La tecniche di persuasione assomigliano a quelle utilizzate dagli spammer per condurre gli utenti di Internet su siti trappola. Si tratta di poche e povere regole per ingannare chi legge gli aggiornamenti su un determinato argomento. L’account Twitter che ha diffuso la falsa notizia in merito ai dati della ricerca biomedica di Sarepta, ad esempio, era “@citroenresearc“. Bastava un minimo di attenzione per capire che non poteva trattarsi dell’account Twitter della “Citron Research“, nota società di speculatori ribassisti.
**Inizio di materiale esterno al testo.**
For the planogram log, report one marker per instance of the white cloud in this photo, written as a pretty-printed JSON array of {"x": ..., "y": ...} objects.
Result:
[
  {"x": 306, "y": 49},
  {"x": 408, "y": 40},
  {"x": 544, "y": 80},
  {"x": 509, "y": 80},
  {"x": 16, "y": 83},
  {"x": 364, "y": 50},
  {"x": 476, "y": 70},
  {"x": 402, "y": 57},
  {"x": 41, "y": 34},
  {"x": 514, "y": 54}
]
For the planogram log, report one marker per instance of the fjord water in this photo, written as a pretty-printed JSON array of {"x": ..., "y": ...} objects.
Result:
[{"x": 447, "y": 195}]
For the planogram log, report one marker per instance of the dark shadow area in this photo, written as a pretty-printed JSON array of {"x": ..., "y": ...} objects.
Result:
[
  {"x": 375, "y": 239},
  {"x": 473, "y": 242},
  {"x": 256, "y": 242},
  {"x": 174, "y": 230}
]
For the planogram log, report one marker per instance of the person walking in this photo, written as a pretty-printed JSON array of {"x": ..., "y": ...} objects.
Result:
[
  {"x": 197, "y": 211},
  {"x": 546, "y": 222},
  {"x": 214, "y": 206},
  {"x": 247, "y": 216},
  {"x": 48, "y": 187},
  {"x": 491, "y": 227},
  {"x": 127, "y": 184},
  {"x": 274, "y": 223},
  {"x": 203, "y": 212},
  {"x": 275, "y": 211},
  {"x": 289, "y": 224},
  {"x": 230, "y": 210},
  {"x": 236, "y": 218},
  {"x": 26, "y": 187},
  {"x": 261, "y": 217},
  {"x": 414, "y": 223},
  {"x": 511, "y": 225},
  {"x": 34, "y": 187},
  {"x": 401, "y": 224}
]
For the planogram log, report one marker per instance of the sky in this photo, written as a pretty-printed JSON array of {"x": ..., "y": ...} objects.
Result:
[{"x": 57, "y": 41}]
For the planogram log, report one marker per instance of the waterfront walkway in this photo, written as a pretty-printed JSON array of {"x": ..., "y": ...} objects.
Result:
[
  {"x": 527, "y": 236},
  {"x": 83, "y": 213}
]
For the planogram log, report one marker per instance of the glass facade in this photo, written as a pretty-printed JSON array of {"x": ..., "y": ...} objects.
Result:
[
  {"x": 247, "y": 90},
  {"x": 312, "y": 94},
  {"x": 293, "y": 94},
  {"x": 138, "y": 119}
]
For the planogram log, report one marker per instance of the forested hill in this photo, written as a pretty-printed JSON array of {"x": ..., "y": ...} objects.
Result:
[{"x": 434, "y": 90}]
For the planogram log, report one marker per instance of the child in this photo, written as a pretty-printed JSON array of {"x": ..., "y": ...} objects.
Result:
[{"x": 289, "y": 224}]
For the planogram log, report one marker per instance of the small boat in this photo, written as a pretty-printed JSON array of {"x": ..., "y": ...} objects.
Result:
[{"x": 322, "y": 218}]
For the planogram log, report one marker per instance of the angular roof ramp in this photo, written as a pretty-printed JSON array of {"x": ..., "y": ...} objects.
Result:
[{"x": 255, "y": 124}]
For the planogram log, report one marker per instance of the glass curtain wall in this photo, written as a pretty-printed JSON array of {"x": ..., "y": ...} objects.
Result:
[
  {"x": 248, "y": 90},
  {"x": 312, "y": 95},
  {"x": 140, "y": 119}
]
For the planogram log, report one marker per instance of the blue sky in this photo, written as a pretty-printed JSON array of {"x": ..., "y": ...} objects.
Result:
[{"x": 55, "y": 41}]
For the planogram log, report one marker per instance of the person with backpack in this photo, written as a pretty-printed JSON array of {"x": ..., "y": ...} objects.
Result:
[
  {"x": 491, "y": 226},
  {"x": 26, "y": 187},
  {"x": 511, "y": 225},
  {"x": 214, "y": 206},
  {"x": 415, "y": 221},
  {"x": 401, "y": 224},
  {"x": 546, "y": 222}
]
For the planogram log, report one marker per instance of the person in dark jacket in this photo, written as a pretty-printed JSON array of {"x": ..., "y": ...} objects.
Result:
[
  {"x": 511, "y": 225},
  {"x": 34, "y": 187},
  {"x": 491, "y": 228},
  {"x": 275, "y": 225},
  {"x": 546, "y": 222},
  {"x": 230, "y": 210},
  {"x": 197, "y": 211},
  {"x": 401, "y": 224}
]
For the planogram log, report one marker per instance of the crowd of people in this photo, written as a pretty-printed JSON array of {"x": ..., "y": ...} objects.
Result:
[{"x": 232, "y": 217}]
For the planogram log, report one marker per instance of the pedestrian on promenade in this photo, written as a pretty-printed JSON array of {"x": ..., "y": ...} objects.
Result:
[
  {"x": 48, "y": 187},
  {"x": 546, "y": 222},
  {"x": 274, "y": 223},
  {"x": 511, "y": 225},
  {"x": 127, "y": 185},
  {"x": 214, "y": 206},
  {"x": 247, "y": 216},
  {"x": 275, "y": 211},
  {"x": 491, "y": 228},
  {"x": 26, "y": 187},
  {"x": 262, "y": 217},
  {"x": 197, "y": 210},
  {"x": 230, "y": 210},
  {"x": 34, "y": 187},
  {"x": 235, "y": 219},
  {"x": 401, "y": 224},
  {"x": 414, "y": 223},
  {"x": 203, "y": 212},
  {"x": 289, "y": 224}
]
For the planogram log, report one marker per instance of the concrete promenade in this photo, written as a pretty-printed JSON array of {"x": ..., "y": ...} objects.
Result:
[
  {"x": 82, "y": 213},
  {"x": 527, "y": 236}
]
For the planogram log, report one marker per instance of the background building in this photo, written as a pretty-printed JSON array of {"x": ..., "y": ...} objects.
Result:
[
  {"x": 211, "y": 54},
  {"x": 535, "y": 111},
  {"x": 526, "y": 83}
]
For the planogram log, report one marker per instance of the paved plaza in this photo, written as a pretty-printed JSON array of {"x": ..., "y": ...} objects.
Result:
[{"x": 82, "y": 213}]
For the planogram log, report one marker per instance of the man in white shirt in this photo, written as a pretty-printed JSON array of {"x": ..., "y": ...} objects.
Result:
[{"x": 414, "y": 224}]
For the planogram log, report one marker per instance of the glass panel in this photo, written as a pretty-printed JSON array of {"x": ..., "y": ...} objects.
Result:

I male intenzionati poi sanno benissimo che il chiacchiericcio sulle grandi multinazionali farmaceutiche o tecnologiche  (Audience Inc. fornisce ad Apple il software per la riduzione del rumore di fondo durante le conversazioni telefoniche) è molto amato dagli utenti dei social network. In questi ambiti il terreno è molto fertile per far crescere la voglia di partecipare al discredito di aziende collegate, a ragione o non, ad un capitalismo sfrenato, negativo per definizione.

Sebbene in questi ultimi due casi, si tratti di vero e proprio agiotaggio, non è la prima volta che gli utenti dei social network si sono resi responsabili della diffusione di bufale nei confronti di aziende quotate in Borsa. Si può citare ad esempio la storia fatta circolare in Rete sui presunti hamburger sintetici di McDonald’s, gli unici, secondo l’estensore della bufala, a non marcire mai. Clamorosa fu anche la notizia sul mix tra Coca-Cola e Mentos che avrebbe fatto esplodere lo stomaco di un bambino brasiliano. Inutile dire che un evento del genere non si è mai verificato.